Great write-up and presentation as always, informative tips and simple inventive ideas, many thanks that was fantastic.

John THt.


----------



## Andyuk911 (Sep 10, 2006)

Looks like a Wicked kit, about $25k dollars

http://www.wickedmotorworks.com/partdetails.php?partid=10149

Still a very niuce conversion :thumb:


----------



## Reflectology (Jul 29, 2009)

phil_m_rob said:


> Utterly beautiful. - stunning work Russ


And yours would look better after its paint.


----------



## bmerritt87 (Mar 24, 2013)

Nice looking Porka :thumb: good work


----------



## Lewis. (Feb 26, 2008)

Stunning. That red has come up beautifully! Top work.


----------



## phil_m_rob (May 8, 2011)

Reflectology said:


> And yours would look better after its paint.


Hey bud - just seen this reply as I don't come here too often anymore.

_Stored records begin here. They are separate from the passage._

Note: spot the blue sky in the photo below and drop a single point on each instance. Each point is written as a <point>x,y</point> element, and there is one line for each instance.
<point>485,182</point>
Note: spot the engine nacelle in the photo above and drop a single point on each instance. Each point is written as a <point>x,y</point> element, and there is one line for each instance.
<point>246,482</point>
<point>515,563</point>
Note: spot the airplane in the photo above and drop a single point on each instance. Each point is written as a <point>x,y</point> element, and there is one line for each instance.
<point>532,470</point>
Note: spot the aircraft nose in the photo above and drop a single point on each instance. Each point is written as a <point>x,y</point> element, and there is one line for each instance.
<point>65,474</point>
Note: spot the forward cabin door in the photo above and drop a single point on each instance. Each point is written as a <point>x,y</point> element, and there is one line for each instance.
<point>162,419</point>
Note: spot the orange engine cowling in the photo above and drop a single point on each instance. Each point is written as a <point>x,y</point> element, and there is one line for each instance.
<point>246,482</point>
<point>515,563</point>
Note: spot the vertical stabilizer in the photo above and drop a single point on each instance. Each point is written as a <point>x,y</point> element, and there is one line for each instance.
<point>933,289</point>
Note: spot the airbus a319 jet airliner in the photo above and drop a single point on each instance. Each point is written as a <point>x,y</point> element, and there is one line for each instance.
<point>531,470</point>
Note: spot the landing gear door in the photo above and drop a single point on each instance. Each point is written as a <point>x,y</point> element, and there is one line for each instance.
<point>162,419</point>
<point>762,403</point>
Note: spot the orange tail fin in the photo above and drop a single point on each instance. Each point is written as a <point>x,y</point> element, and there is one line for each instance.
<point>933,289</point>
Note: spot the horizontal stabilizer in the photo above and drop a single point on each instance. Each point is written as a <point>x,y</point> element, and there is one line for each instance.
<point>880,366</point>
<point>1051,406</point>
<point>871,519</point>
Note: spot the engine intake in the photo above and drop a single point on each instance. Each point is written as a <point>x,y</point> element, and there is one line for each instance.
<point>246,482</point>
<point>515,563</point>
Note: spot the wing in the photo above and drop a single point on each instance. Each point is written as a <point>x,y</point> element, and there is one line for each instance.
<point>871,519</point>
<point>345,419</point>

Went to a shop today for a quote so it's all happening - I hope to bring forward the date of taking the car to the shop but whatever happens I'll keep you in the loop! Cheers


----------



## Zetec-al (Feb 28, 2011)

That is utter sex. Brilliant.


----------



## Powr (Feb 5, 2009)

Nice job!


----------



## sprocketser (Aug 4, 2012)

Kickass job on a kickass car !


----------